Doctors hope Omicron causes milder cases of Covid — but it’s still too early to say
Physicians around the world have suggested
the Omicron variant may cause milder illness than other forms of the coronavirus. But actually understanding Omicron’s severity is an open question, experts caution — one that requires more patient data and more time to answer.
There is a normal range in symptoms among people infected by the coronavirus, from none to severe, so it takes a large set of people to get the full picture.
“I don’t think right now there’s any reason to expect that this virus is less or more severe than any other circulating variants,” said vaccinologist Florian Krammer of Mount Sinai’s Icahn School of Medicine. “The base assumption that we should have is that it behaves like other SARS-CoV-2 variants and we need to figure out, over time, if it’s more severe, if it’s less severe. But to assume right now that it might be attenuated in some kind of way I think would be problematic.”
Notably, many of the Omicron cases reported in South Africa have been in younger people, so it’s not clear how the virus will behave if it infects people with health conditions or older adults. Many of the other cases have been identified in travelers, and as Natalie Dean, a biostatistician at Emory University, noted, that means those people were feeling well enough to get on a plane.
“Since there haven’t been that many cases, and they’re only now being identified, that’s going to be one thing that limits our ability to make general statements,” Dean said.
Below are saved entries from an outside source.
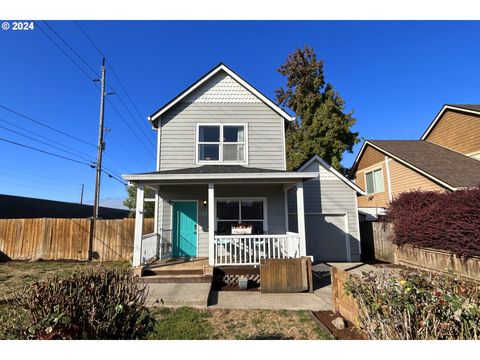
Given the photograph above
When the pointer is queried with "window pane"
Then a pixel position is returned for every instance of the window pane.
(227, 210)
(257, 226)
(233, 152)
(208, 152)
(252, 210)
(209, 134)
(233, 133)
(225, 227)
(378, 181)
(370, 188)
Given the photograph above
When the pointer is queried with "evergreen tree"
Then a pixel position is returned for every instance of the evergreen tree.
(322, 126)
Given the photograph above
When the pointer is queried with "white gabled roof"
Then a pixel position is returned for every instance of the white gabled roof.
(333, 171)
(208, 76)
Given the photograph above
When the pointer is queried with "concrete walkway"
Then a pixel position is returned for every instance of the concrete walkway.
(257, 300)
(199, 295)
(179, 294)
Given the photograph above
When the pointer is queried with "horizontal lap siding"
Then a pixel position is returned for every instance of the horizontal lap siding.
(457, 131)
(405, 179)
(273, 193)
(265, 133)
(325, 195)
(372, 159)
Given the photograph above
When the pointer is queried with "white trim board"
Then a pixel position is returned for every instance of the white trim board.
(332, 170)
(440, 114)
(225, 176)
(205, 78)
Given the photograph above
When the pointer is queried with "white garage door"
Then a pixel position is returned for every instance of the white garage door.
(326, 237)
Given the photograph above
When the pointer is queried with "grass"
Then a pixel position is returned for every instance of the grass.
(218, 324)
(173, 324)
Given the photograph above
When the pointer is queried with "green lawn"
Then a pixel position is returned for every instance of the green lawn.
(181, 323)
(195, 324)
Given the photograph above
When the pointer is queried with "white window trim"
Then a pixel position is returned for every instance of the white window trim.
(248, 198)
(365, 179)
(220, 144)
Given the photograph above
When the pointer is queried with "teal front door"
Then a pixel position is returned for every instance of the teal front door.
(184, 228)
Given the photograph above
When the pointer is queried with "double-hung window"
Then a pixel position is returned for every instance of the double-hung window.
(374, 181)
(245, 211)
(222, 143)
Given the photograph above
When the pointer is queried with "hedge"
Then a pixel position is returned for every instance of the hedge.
(440, 220)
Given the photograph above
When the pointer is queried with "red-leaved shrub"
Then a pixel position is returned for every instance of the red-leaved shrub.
(438, 220)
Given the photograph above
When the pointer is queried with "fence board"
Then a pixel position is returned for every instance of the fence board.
(382, 239)
(67, 239)
(285, 275)
(343, 303)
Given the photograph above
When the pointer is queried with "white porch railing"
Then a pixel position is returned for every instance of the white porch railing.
(251, 249)
(149, 247)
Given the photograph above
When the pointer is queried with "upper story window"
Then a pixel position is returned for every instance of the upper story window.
(374, 181)
(222, 143)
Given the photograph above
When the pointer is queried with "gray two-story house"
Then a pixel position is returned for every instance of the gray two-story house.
(221, 187)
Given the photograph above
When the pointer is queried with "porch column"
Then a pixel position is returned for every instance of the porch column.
(211, 224)
(301, 218)
(137, 241)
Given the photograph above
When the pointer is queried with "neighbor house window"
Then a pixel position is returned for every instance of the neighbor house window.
(374, 181)
(221, 143)
(231, 213)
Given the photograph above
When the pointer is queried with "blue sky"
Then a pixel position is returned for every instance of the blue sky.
(394, 75)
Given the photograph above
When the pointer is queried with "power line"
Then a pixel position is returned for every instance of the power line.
(129, 127)
(43, 151)
(63, 51)
(109, 64)
(47, 126)
(71, 48)
(57, 155)
(40, 187)
(41, 142)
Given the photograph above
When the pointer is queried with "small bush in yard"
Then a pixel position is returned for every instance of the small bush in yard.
(400, 305)
(96, 303)
(438, 220)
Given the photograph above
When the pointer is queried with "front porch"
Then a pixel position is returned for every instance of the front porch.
(228, 221)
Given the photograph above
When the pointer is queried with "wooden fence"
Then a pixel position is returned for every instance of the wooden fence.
(286, 275)
(343, 303)
(382, 241)
(67, 239)
(428, 259)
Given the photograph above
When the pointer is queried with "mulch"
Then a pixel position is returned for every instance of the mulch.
(325, 318)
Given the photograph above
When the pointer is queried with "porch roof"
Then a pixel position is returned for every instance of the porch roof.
(207, 173)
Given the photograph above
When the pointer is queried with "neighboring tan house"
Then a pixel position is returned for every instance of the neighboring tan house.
(444, 159)
(222, 188)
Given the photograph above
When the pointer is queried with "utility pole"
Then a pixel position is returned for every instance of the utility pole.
(100, 148)
(81, 194)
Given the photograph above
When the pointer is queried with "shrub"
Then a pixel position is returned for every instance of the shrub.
(95, 303)
(443, 221)
(399, 305)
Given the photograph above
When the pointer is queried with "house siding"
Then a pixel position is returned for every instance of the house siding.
(273, 194)
(221, 100)
(327, 197)
(457, 131)
(402, 179)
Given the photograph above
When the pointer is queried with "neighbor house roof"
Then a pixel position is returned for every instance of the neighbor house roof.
(205, 78)
(444, 166)
(333, 171)
(467, 108)
(218, 172)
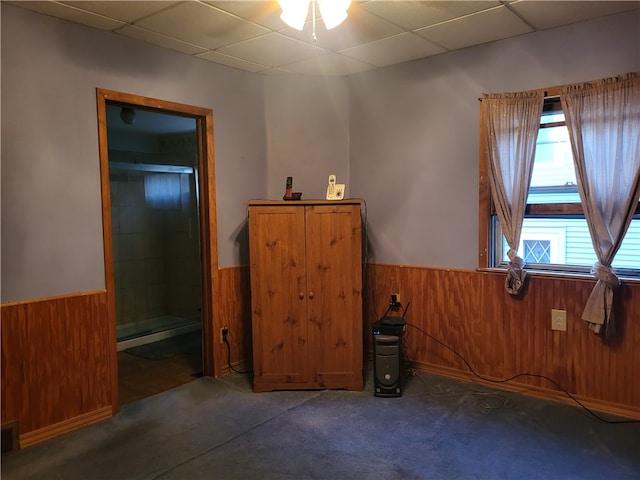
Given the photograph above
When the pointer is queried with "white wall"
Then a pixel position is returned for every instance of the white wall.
(307, 122)
(405, 138)
(51, 205)
(415, 128)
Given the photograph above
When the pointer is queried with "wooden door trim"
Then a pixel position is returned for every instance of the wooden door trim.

So far, the rising hospitalization count in South Africa — particularly in Gauteng province, which has had the largest Omicron outbreak — matches the proportion of people hospitalized in past waves,
the Wall Street Journal reported. Joe Phaahla, South Africa’s health minister, has also said that the majority of hospital admissions continue to be among people who were not vaccinated, a hopeful sign that the shots are maintaining their protection.
There is another possible reason Omicron infections might be milder in more people: The hosts the virus is infecting — meaning people — are better equipped to fend it off and minimize its damage.
South Africa has had several massive Covid-19 waves, so, combined with vaccination, there’s lots of existing immunity in the population. If many of the people doctors are seeing now were previously infected, that remaining immunity could protect them from developing serious disease even if it couldn’t block the infection. In fact, if that winds up partially explaining why some of these infections appear milder, that would be a good sign that immune protection can stand up to this variant to at least some extent. It wouldn’t answer, however, how severe the virus is in people who remain unprotected either because they haven’t been infected previously or immunized.
Actually understanding Omicron's severity is an open question, experts caution — one that requires more patient data and more time to answer.